German Chancellor Olaf Scholz says “Germany stands firmly by Israel’s side” on a visit to Tel Aviv.
The German chancellor is the second head of government to visit the country since the Hamas attack 10 days ago, after Romanian Prime Minister Marcel Ciolacu arrived in Israel earlier on Tuesday.

US Secretary of State Antony Blinken announced Biden’s planned visit at the end of hours of talks with Netanyahu, in which he said Netanyahu had agreed to develop a plan to get humanitarian aid to Gaza civilians.

He gave no details.

Biden will “hear from Israel what it needs to defend its people” when he visits on Wednesday, Blinken said.
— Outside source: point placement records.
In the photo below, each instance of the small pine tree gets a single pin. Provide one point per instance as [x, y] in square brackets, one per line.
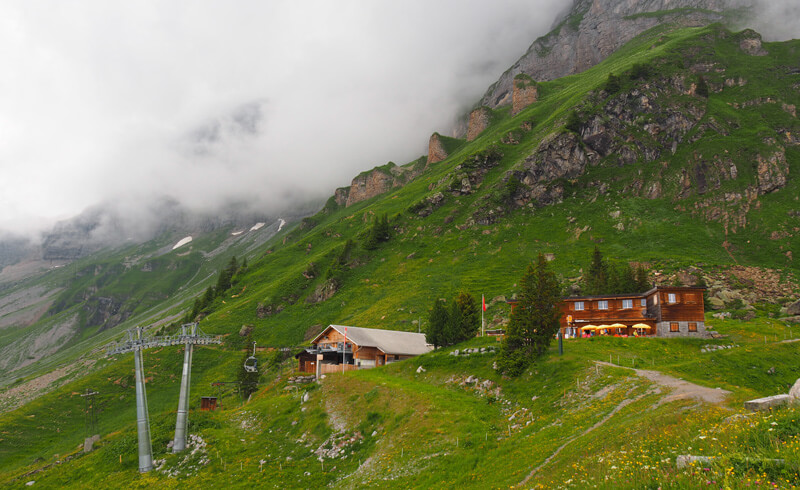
[596, 279]
[574, 122]
[380, 232]
[535, 319]
[469, 316]
[702, 87]
[613, 84]
[248, 382]
[438, 325]
[642, 279]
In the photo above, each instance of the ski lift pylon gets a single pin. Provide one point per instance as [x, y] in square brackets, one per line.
[251, 363]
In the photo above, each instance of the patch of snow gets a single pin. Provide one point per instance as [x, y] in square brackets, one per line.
[182, 242]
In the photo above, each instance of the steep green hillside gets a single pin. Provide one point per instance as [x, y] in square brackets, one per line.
[568, 422]
[684, 159]
[70, 310]
[651, 172]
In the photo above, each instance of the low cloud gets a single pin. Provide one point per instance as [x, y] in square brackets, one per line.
[777, 20]
[261, 103]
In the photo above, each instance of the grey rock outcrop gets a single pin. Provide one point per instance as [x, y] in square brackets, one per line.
[591, 31]
[479, 120]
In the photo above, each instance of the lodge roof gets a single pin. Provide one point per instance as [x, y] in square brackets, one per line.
[629, 295]
[388, 341]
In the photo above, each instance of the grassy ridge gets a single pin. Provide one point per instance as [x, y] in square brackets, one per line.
[579, 424]
[397, 426]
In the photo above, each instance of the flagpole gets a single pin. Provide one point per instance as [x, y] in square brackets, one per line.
[483, 308]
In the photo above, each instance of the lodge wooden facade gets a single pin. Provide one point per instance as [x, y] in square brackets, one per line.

He will also hear how Israel will carry out operations in a way that minimises civilian casualties and lets humanitarian aid into Gaza to help civilians “in a way that does not benefit Hamas”.

The United Nations agency for Palestinian refugees, UNRWA, said only about 14 per cent of Gazans had access to water through a single pipe to Khan Younis that Israel allowed to open for three hours on Monday.

Concerns about dehydration and diseases were high as water and sanitation services had collapsed.

“People will start dying without water,” UNRWA said.

Israel says 199 hostages were taken to Gaza during the militants’ raid.

Hamas released a video of one French-Israeli hostage, Maya Schem, calling on world leaders to help her and other captives get home.